I have read several different accounts of Charles Mingus' reaction to Jeff Beck's cover of Goodbye Porkpie Hat. One account says he liked it and sent Jeff a note saying this while another says he didn't like it because Jeff "didn't play the changes". What are your thoughts on this? Does or does not Jeff play the changes correctly? I always felt a very bluesy approach suits the song.

Did Jeff play the changes?

6 Answers 6


Whatever you say is likely correct, but in a documentary Jeff Beck shows a letter he got from Mingus praising and thanking him for his version. I believe the doc is called ‘Still on the Run’.


I have no information about what Mingus thought, but the fact is that Jeff Beck doesn't play the Mingus changes during the solo.

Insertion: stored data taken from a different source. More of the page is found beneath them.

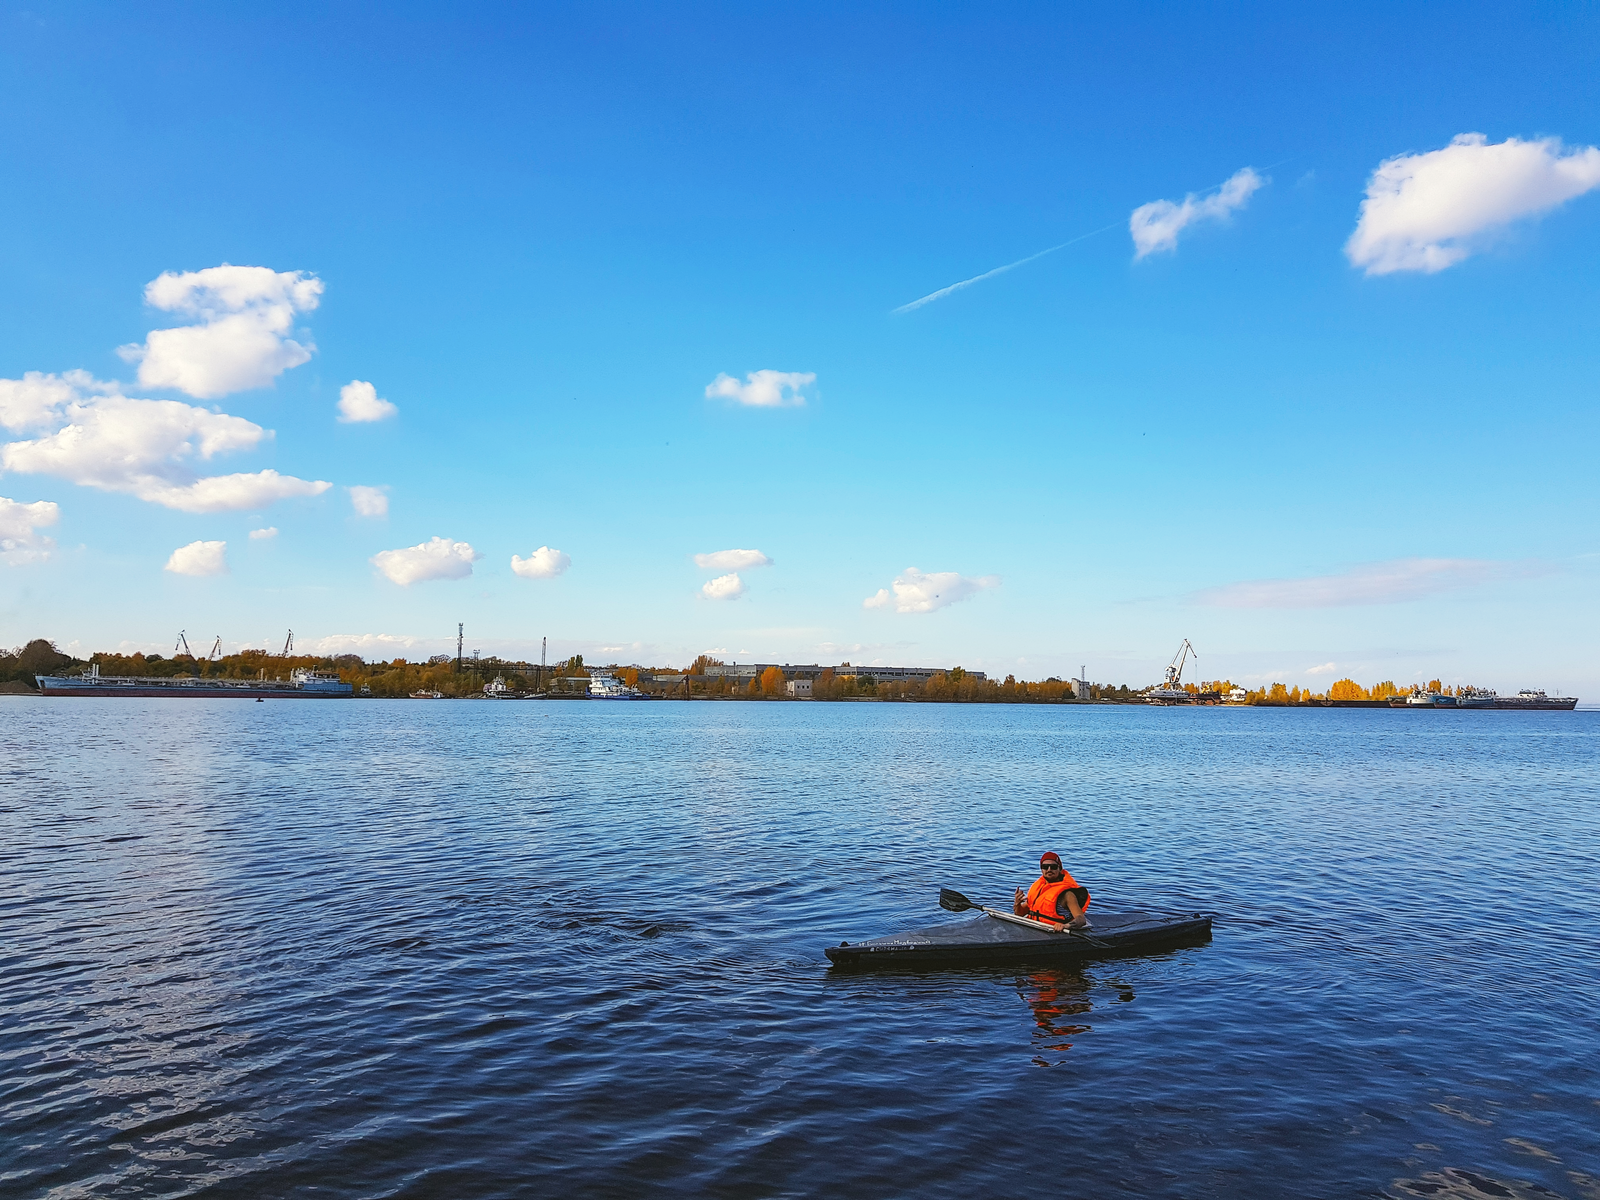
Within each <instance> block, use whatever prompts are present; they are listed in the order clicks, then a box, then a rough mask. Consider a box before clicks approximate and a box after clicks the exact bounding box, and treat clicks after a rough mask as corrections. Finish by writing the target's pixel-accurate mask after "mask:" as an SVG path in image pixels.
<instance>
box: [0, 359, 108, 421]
mask: <svg viewBox="0 0 1600 1200" xmlns="http://www.w3.org/2000/svg"><path fill="white" fill-rule="evenodd" d="M115 390H118V386H117V384H107V382H101V381H99V379H96V378H94V376H91V374H90V373H88V371H62V373H61V374H43V373H42V371H27V373H26V374H24V376H22V378H21V379H0V426H5V427H6V429H14V430H18V432H21V430H24V429H50V427H53V426H56V424H59V421H61V410H62V408H66V406H67V405H69V403H72V402H74V400H78V398H80V394H82V392H115Z"/></svg>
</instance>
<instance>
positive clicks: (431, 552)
mask: <svg viewBox="0 0 1600 1200" xmlns="http://www.w3.org/2000/svg"><path fill="white" fill-rule="evenodd" d="M480 557H482V555H480V554H478V552H477V550H474V549H472V544H470V542H453V541H450V538H432V539H429V541H426V542H421V544H418V546H406V547H403V549H398V550H381V552H378V554H374V555H373V557H371V560H370V562H371V563H373V566H376V568H378V570H379V571H382V573H384V576H387V578H389V579H390V581H392V582H397V584H400V586H402V587H410V586H411V584H419V582H424V581H427V579H464V578H467V576H469V574H472V563H475V562H477V560H478V558H480Z"/></svg>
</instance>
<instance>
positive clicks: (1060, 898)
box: [1026, 869, 1090, 925]
mask: <svg viewBox="0 0 1600 1200" xmlns="http://www.w3.org/2000/svg"><path fill="white" fill-rule="evenodd" d="M1075 886H1078V882H1077V880H1075V878H1072V875H1069V874H1067V872H1066V870H1064V869H1062V872H1061V878H1059V880H1058V882H1056V883H1050V882H1048V880H1046V878H1045V877H1043V875H1040V877H1038V878H1037V880H1034V886H1032V888H1029V890H1027V901H1026V904H1027V915H1029V917H1032V918H1034V920H1037V922H1051V923H1053V925H1059V923H1061V922H1062V920H1070V917H1061V915H1059V912H1058V910H1056V902H1058V901H1059V899H1061V893H1062V891H1072V888H1075ZM1088 906H1090V898H1088V893H1085V894H1083V907H1085V909H1086V907H1088Z"/></svg>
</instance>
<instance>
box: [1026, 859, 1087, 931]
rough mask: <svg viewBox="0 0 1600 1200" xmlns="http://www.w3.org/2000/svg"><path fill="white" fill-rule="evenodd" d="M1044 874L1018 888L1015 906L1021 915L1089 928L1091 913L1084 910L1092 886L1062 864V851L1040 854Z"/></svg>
mask: <svg viewBox="0 0 1600 1200" xmlns="http://www.w3.org/2000/svg"><path fill="white" fill-rule="evenodd" d="M1038 870H1040V875H1038V878H1037V880H1034V886H1030V888H1029V890H1027V894H1022V890H1021V888H1018V890H1016V896H1014V898H1013V901H1011V910H1013V912H1014V914H1016V915H1018V917H1030V918H1032V920H1037V922H1045V923H1048V925H1066V926H1067V928H1069V930H1086V928H1088V926H1090V922H1088V917H1085V915H1083V910H1085V909H1086V907H1088V906H1090V890H1088V888H1082V886H1078V882H1077V880H1075V878H1072V875H1069V874H1067V872H1066V869H1064V867H1062V866H1061V854H1058V853H1056V851H1053V850H1046V851H1045V853H1043V854H1040V856H1038Z"/></svg>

Good-bye Pork Pie Hat is a 12-bar blues, but the chord changes have a lot of substitutions. On Jeff Beck's version, the band plays these substitute changes during the melody, but just play traditional blues changes during Beck's solo. To his credit, Beck does make the blues changes, but they are not the same changes John Handy soloed over in the famous Mingus version.

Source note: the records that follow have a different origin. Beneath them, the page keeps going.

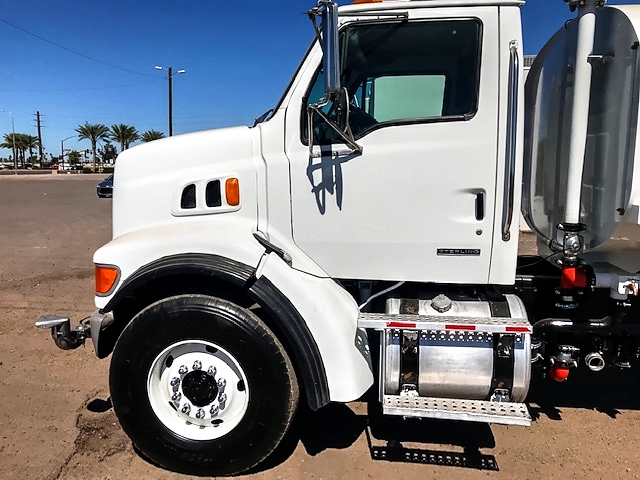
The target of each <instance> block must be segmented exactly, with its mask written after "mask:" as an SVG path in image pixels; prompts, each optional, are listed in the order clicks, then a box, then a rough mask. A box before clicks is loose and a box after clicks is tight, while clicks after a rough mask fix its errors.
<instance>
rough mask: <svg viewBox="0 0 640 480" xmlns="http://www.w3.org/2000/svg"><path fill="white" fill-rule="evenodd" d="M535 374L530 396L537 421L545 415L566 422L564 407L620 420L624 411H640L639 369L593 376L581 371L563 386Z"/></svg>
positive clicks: (532, 380) (602, 374)
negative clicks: (586, 410)
mask: <svg viewBox="0 0 640 480" xmlns="http://www.w3.org/2000/svg"><path fill="white" fill-rule="evenodd" d="M535 373H537V372H534V375H533V378H532V382H531V387H530V389H529V395H528V396H527V404H528V406H529V412H530V413H531V418H532V419H533V420H534V421H535V420H537V419H539V418H540V416H541V415H545V416H547V417H548V418H550V419H551V420H562V410H561V408H562V407H566V408H585V409H589V410H596V411H598V412H601V413H604V414H606V415H608V416H609V417H611V418H616V417H617V416H618V415H619V414H620V411H621V410H640V377H638V374H637V369H625V370H620V369H617V368H606V369H605V370H603V371H602V372H592V371H590V370H588V369H586V368H578V369H575V370H573V371H572V372H571V374H570V375H569V378H568V379H567V380H566V381H565V382H562V383H558V382H555V381H553V380H551V379H550V378H543V377H542V375H536V374H535Z"/></svg>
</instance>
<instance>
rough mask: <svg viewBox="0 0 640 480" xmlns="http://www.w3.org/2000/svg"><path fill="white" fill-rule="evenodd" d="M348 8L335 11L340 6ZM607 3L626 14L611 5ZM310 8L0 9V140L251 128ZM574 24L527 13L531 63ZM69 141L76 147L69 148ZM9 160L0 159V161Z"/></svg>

So, from Mingus' point of view, it is factually true that Jeff Beck didn't "play the changes."


Peter is correct. Terrific solo on a terrific record, but the changes he played over were for a simple minor blues.

I only wanted to add that the title refers to the great tenor man Lester Young, who had died a couple of before Mingus wrote and recorded the tune, and who was ubiquitously seen in a Porkpie hat - true hipster that he was. Funny that Lester Young already had a long established nickname: Prez (or Pres), short for The President. I guess Goodbye, Prez was too on the money for that next gen hipster, Mingus.


No, they weren’t simple blues changes in the solo section. You’ll hear variations on a D major, then Bb/C, back to D then Ab/Bb, He connects the dots beautifully here, one scale will not work in this situation

  • You are correct.
    – user50691
    Sep 25, 2020 at 15:39

First of all it is a Blues tune so "a bluesy approach" should be taken. It is a 12 bar pattern with the significant changes in the expected places. The Real Book changes (which may not be "real", or true) are very rich, lots of cycle extensions and substitutions. That makes the song feel very deep in my opinion, not just another blues but something very unique. I have played both versions, the Mingus original, and Beck's solo. I can say that while there are some interesting changes in Beck's version, in fact his deviates from the Blues changes, they are not the same as the Mingus version. In my opinion Mingus' is more "bluesy" than Beck's.


Nowadays, when performing Pork Pie, Beck segues into “Brush With the Blues” from his Who Else album, which is a basic 12 bar, but I agree with Rob H as to the changes from his original version. Also, I’ve heard variations of the solo section, using other than the standard changes, done by others, including Mingus. True, many versions stick to the actual changes of the tune during head and solo sections but, one version I prefer on the solo section, is ||Fm7 |Bb7 |Fm7 | Bb7 |Eb7 |Db7 |GbM7 |C7 |Fm7 |Bb7 |Fm7 |Bb7 |B7 |Bb7 |C7 |Db7 |Fm7 |Bb7 |GbM7 Bb7 |B7 C7 ||. I think I copied this progression from a Mingus recording although , I do not recall the album title.